KEE is a proprietary Squirro technology that enriches data after it is loaded. KEE links your unstructured data to structured information.
Your unstructured data can take any form, including Word or PDF documents, emails, news articles, call notes, and social media content.
The following are examples of structured information that can be linked to your unstructured data using KEE:
Company lists from a CRM system such as Salesforce.
Portfolios of securities held by a specific investor in an asset management system.
Lists of people in a user authentication system.
Product lists from internal databases.
This documentation explains how to create links between structured information and unstructured data using the KEE functionality.
As KEE is a proprietary Squirro technology, it’s recommended that you familiarize yourself with the core Squirro concepts before working with KEE.
Most importantly, it’s important to understand the Squirro Architecture and Item Format.
KEE Set Up#
There are two ways to work with KEE: the Studio plugin (in your browser) or the command line interface (CLI).
The Studio plugin is accessed from your Squirro instance by navigating to Setup > AI Studio > Known Entity Extraction in your Squirro instance.

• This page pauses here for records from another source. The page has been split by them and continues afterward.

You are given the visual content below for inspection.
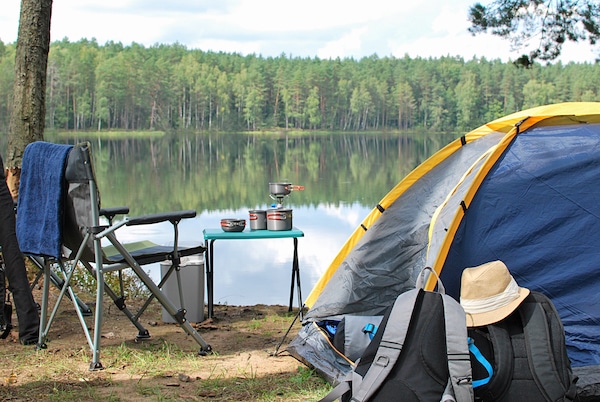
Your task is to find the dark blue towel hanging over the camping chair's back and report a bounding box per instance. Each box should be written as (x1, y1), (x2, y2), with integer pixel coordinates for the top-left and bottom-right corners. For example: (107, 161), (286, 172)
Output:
(16, 141), (73, 259)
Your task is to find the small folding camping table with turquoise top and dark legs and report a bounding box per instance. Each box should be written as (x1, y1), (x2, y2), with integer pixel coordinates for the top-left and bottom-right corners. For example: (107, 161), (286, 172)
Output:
(203, 228), (304, 319)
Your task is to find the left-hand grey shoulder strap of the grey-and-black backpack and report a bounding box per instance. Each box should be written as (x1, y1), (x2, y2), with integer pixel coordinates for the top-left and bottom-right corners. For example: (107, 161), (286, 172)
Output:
(352, 289), (424, 402)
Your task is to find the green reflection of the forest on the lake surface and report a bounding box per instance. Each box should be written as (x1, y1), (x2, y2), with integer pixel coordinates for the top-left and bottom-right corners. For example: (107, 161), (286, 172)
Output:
(69, 133), (449, 214)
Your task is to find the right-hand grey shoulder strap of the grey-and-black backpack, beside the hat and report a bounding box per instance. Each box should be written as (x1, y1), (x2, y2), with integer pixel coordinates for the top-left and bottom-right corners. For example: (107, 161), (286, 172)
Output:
(442, 294), (474, 402)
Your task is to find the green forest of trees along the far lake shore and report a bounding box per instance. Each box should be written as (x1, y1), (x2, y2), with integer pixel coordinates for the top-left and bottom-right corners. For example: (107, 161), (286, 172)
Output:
(0, 39), (600, 133)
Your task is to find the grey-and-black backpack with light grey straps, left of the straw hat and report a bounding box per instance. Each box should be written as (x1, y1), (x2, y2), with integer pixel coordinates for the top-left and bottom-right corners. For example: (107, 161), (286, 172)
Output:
(321, 268), (473, 402)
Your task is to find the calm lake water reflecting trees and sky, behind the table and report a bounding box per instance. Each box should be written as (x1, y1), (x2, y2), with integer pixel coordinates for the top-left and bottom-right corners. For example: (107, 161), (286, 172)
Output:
(59, 133), (455, 306)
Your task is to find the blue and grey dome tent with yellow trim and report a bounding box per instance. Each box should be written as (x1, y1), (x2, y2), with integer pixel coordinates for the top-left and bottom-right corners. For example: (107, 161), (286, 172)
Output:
(288, 102), (600, 394)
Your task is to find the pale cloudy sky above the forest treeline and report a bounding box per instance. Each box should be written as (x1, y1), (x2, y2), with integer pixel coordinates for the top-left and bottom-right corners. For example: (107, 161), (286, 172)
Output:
(0, 0), (596, 63)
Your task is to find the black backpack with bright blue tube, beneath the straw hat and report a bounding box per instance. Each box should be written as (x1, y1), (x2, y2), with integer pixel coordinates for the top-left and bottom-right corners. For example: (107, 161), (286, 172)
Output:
(468, 292), (577, 402)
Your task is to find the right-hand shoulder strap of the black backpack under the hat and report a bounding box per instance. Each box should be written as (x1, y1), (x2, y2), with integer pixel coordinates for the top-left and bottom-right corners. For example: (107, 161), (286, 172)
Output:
(518, 298), (576, 401)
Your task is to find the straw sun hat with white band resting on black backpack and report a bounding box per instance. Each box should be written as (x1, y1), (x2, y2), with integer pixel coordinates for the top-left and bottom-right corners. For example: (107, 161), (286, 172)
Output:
(460, 261), (529, 327)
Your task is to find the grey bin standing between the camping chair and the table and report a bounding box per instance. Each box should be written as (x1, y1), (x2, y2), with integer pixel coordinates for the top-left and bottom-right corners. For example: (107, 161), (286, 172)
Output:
(160, 255), (204, 323)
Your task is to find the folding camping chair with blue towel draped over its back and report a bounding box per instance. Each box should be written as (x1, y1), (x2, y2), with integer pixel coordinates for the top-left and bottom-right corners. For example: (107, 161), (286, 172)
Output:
(17, 141), (212, 370)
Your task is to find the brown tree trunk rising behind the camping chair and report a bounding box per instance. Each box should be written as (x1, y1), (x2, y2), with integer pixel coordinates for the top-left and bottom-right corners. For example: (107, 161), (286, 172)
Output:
(5, 0), (52, 199)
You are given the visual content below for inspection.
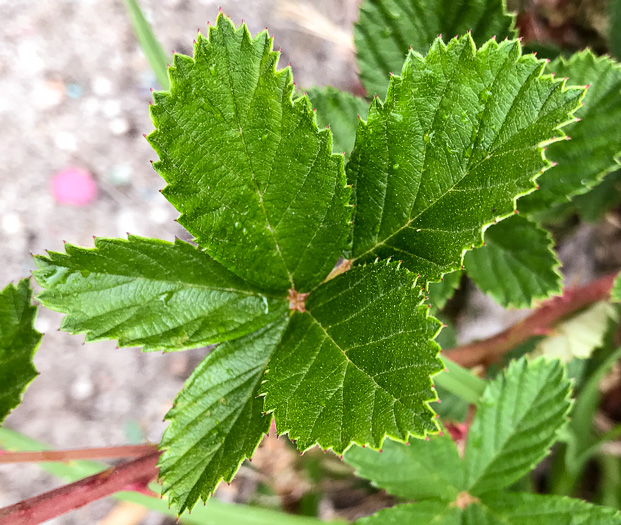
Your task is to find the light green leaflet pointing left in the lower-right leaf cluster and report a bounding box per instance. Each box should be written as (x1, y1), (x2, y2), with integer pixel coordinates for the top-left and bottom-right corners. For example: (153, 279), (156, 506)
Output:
(344, 436), (464, 503)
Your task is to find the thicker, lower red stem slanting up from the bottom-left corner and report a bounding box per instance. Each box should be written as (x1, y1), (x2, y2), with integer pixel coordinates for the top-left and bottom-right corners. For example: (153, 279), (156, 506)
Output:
(0, 450), (160, 525)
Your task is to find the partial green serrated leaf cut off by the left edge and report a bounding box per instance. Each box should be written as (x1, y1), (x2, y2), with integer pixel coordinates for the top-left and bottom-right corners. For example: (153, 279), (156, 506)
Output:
(0, 279), (41, 423)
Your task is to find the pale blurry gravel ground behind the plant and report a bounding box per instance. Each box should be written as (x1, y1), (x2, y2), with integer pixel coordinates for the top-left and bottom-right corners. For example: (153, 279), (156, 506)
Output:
(0, 0), (621, 525)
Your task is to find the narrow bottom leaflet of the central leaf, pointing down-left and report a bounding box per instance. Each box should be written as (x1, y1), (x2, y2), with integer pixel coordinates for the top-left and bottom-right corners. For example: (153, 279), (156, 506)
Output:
(159, 315), (288, 514)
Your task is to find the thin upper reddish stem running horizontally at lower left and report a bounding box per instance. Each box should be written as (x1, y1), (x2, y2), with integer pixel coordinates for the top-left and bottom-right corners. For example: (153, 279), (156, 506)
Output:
(0, 444), (157, 463)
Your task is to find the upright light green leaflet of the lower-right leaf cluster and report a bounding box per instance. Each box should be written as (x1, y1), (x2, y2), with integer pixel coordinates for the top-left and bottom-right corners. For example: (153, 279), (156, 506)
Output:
(465, 358), (571, 496)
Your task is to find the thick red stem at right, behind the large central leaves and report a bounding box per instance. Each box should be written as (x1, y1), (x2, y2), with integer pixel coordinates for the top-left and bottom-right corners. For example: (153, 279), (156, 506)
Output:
(444, 273), (617, 368)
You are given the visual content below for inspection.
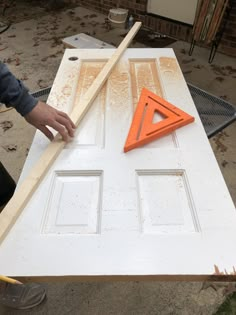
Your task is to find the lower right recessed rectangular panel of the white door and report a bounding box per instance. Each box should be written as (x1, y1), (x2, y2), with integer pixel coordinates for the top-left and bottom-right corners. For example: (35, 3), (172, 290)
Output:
(137, 170), (198, 233)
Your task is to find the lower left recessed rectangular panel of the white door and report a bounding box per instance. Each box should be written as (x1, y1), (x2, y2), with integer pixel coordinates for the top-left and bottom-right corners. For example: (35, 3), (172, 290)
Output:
(42, 171), (102, 234)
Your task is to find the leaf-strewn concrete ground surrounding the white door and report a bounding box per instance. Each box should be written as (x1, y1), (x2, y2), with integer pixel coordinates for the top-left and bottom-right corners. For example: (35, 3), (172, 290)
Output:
(0, 1), (236, 315)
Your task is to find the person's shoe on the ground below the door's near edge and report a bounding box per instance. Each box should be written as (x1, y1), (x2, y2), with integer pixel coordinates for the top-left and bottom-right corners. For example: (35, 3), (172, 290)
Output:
(0, 282), (46, 310)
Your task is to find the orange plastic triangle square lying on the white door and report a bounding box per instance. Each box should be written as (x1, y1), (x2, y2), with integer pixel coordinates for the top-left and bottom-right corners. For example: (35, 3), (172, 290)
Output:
(124, 88), (194, 152)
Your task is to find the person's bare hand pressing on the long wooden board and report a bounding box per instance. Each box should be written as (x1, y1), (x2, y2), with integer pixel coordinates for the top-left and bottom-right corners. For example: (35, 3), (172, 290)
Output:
(25, 101), (75, 141)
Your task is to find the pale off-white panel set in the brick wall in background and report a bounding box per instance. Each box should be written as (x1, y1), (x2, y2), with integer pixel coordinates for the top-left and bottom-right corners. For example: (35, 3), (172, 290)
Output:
(148, 0), (198, 24)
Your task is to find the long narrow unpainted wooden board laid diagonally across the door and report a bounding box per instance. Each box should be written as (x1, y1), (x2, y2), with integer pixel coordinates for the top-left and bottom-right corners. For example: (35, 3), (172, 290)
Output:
(0, 22), (141, 243)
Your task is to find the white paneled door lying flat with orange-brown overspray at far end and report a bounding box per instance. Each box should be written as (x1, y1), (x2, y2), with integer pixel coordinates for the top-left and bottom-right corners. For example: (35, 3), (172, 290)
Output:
(0, 49), (236, 279)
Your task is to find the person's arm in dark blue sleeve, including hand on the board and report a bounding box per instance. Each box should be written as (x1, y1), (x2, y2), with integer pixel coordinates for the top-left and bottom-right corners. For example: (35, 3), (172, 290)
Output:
(0, 62), (75, 141)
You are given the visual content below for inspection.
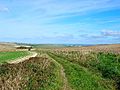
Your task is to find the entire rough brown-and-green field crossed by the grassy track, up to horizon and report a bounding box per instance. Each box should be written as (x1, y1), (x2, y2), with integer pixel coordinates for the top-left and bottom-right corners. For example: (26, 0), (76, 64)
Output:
(0, 45), (120, 90)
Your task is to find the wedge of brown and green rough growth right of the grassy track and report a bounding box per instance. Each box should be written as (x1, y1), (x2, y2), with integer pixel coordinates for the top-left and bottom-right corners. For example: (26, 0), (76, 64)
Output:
(48, 51), (120, 90)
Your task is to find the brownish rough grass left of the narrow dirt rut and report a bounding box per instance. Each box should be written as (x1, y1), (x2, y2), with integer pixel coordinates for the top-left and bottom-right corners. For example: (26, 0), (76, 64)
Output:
(0, 57), (63, 90)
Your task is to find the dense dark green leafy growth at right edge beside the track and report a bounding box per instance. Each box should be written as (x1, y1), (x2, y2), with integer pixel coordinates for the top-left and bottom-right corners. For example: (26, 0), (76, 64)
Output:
(87, 53), (120, 90)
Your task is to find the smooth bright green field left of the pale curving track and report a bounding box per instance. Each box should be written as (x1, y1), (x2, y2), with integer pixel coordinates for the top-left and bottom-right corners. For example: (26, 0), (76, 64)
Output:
(0, 51), (29, 63)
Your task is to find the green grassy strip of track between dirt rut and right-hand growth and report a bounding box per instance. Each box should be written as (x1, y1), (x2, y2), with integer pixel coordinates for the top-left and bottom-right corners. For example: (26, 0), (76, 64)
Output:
(49, 53), (114, 90)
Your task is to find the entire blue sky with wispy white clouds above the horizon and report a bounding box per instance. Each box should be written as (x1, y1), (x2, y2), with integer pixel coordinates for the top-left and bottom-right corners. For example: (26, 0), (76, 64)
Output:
(0, 0), (120, 44)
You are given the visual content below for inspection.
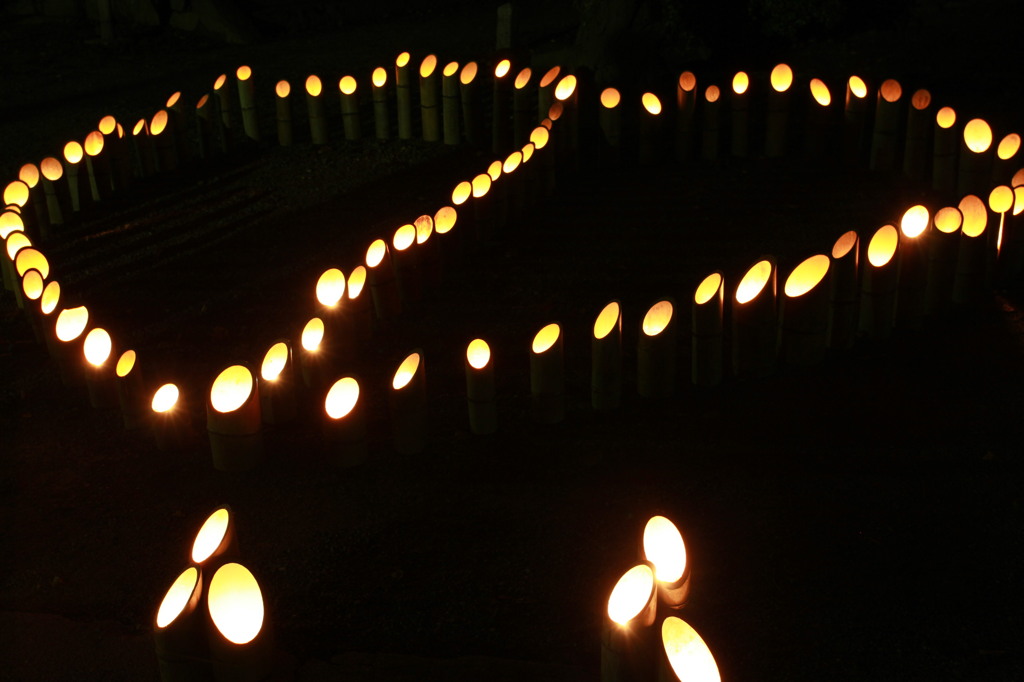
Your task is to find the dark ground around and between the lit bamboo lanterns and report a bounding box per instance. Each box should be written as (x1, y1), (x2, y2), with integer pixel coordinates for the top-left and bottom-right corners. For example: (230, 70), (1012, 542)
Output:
(0, 5), (1024, 680)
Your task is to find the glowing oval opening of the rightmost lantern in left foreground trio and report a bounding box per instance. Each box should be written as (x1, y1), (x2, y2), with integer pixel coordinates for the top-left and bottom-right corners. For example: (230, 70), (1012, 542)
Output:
(207, 563), (263, 644)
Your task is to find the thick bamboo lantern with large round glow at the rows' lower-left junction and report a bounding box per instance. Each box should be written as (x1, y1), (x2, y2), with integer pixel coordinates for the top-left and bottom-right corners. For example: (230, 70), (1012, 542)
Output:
(206, 365), (263, 471)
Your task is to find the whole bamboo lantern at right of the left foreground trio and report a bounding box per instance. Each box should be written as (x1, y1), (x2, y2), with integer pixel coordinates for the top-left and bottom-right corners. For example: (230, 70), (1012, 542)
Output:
(207, 562), (269, 682)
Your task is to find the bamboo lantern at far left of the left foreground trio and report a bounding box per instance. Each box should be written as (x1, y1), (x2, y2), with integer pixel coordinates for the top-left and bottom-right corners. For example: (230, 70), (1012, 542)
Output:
(153, 566), (212, 682)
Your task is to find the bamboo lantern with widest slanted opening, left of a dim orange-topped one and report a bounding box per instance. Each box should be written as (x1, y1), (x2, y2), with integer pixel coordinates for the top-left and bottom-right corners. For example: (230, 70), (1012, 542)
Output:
(779, 254), (831, 366)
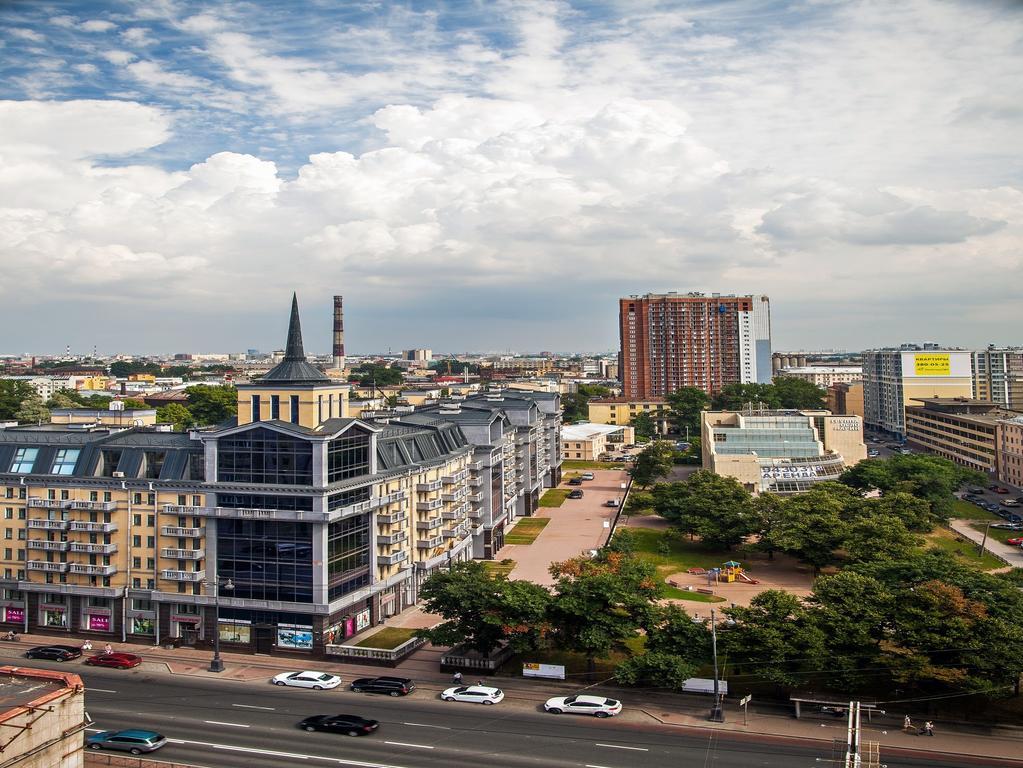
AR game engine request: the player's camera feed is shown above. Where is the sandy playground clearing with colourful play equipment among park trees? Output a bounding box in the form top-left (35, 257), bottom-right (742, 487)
top-left (667, 555), bottom-right (812, 605)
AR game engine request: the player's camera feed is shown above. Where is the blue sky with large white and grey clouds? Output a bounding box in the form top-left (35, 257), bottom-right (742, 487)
top-left (0, 0), bottom-right (1023, 354)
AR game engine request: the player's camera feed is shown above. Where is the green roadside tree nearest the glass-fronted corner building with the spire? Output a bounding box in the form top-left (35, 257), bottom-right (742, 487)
top-left (420, 560), bottom-right (550, 654)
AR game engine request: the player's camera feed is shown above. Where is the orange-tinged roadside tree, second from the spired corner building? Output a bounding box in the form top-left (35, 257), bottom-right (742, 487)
top-left (547, 549), bottom-right (661, 672)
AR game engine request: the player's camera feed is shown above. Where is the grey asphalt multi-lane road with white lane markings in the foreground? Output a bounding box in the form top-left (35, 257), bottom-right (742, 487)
top-left (0, 650), bottom-right (1002, 768)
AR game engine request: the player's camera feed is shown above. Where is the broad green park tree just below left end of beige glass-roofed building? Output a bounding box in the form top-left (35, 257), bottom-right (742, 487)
top-left (653, 469), bottom-right (757, 549)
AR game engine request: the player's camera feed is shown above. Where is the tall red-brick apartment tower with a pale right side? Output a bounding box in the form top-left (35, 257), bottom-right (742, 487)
top-left (619, 292), bottom-right (771, 400)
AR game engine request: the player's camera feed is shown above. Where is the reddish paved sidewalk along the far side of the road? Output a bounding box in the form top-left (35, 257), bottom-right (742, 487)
top-left (0, 635), bottom-right (1023, 766)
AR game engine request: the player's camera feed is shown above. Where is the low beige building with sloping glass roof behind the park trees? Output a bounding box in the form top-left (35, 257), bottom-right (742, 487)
top-left (701, 410), bottom-right (866, 495)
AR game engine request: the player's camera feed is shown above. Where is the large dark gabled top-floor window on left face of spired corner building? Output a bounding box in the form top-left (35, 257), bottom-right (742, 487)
top-left (217, 428), bottom-right (313, 486)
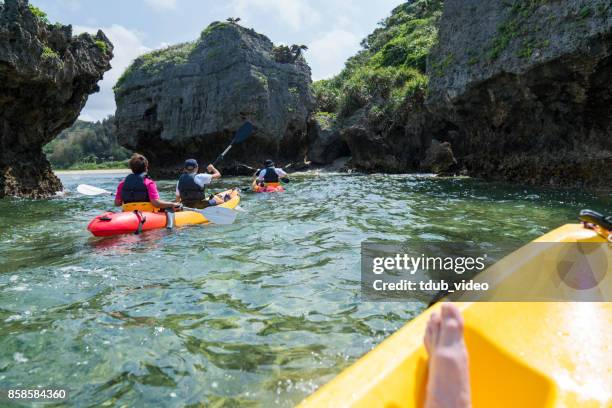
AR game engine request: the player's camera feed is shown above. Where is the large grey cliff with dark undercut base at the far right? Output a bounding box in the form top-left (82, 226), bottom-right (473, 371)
top-left (428, 0), bottom-right (612, 187)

To learn more about using KEE in the Studio plugin (accessed through your browser), see the KEE Studio Plugin page.
For a step-by-step walkthrough of how to create a KEE using the Studio plugin, see the KEE Studio Plugin Tutorial.
Command Line Interface#
You can set up and deploy a KEE to your Squirro project using the CLI Tool, which is included in the Squirro Toolbox .
To learn more about using KEE from the CLI, see the KEE CLI Tool page.
For a step-by-step walkthrough of how to create a KEE from your CLI, see the KEE CLI Tool Tutorial.
Configuration options are stored in
config.json of the KEE root folder.
For information on format, structure, variables, custom pipelets, and other configuration references, see the KEE Configuration page.
Tokenizers and Filters#
Tokenizers and filters process the entity names and input text to create compatability.
For information on built-in and custom tokenizers and filters, see the Tokenizers and Filters page.
You can use the test subcommand of the KEE CLI tool to test items.
For more information, see Testing.